More cities where you can enjoy the Dutch Golden Age
This city was the second major city of the East India Company after Amsterdam and until the end of the 16th century, Middelburg was the largest commercial city in the Netherlands with an extensive wine industry. A compact city with many 16 & 17th century buildings and cobbled streets, it is easy to feel like you're back in the Dutch Golden Age.
Dordrecht holds the oldest city rights and its Golden Age started in the 14th century when it was the centre of trade and government in the Holland region. The first assembly of the free states was held in Dordrecht in 1572, which marked the start of the independent republic of The Netherlands. The city was the birthplace of many Dutch Masters and Rembrandt pupils, such as Aelbert Cuyp, Nicolaes Maes, and Ferdinand Bol. Many of their works can be found in Dordrecht's Museum collection.
Delftware epitomises Dutch prosperity in the Golden Age and it is visible throughout the city – there is even one factory that originated in the Golden Age that is still in production today producing Royal Delft. One of the Golden Age's most famous painters, Johannes Vermeer came from Delft and there are many buildings, such as the City Hall, Museum Prinsenhof Delft, Old and New Church and historic squares that date to this time.

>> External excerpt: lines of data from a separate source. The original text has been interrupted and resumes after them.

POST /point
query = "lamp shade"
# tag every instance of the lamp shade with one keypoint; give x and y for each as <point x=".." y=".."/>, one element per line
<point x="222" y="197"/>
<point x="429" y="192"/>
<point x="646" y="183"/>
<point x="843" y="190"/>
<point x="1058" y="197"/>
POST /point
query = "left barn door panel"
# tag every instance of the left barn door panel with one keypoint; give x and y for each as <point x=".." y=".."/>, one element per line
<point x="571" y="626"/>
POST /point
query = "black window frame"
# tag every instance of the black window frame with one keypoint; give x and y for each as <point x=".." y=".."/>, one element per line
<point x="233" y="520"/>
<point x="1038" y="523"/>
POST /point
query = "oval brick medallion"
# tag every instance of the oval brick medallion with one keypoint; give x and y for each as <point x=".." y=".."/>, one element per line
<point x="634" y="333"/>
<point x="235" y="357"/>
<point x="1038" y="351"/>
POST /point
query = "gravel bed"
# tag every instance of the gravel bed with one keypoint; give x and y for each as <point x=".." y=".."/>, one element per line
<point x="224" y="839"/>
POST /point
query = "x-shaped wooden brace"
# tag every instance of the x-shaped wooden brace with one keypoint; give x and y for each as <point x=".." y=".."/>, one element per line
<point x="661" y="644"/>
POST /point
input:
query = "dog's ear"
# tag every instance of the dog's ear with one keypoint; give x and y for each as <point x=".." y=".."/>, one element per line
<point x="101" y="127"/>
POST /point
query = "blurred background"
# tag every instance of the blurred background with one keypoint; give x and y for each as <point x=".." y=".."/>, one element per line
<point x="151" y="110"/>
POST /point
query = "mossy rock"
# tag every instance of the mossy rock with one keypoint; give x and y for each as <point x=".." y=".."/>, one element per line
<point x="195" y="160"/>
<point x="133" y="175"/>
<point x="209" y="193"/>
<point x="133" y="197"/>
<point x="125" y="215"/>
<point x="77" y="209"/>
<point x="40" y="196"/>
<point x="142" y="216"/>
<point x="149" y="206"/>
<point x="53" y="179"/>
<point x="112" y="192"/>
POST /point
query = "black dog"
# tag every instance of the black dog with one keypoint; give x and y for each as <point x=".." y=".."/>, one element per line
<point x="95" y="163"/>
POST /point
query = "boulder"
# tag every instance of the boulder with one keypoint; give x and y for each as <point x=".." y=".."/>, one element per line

Home to one of the most well-known Dutch masters, Frans Hals, Haarlem welcomed many migrants at the start of the Golden Age, which led to economic growth and a fast-growing demand for art and paintings. The Frans Hals Museum offers exceptionally high-quality representation of the entire spectrum of 16th and 17th century painting.
The city emerged as one of the world’s most important centres of trade in the 17th century. With trade came wealth, and a blossoming of arts and science. Amsterdam became a cultural hub and is still one 500 years later. Don’t miss the Golden Age collection in the Rijksmuseum, Rembrandt’s house and the many other Golden Age attractions of the city.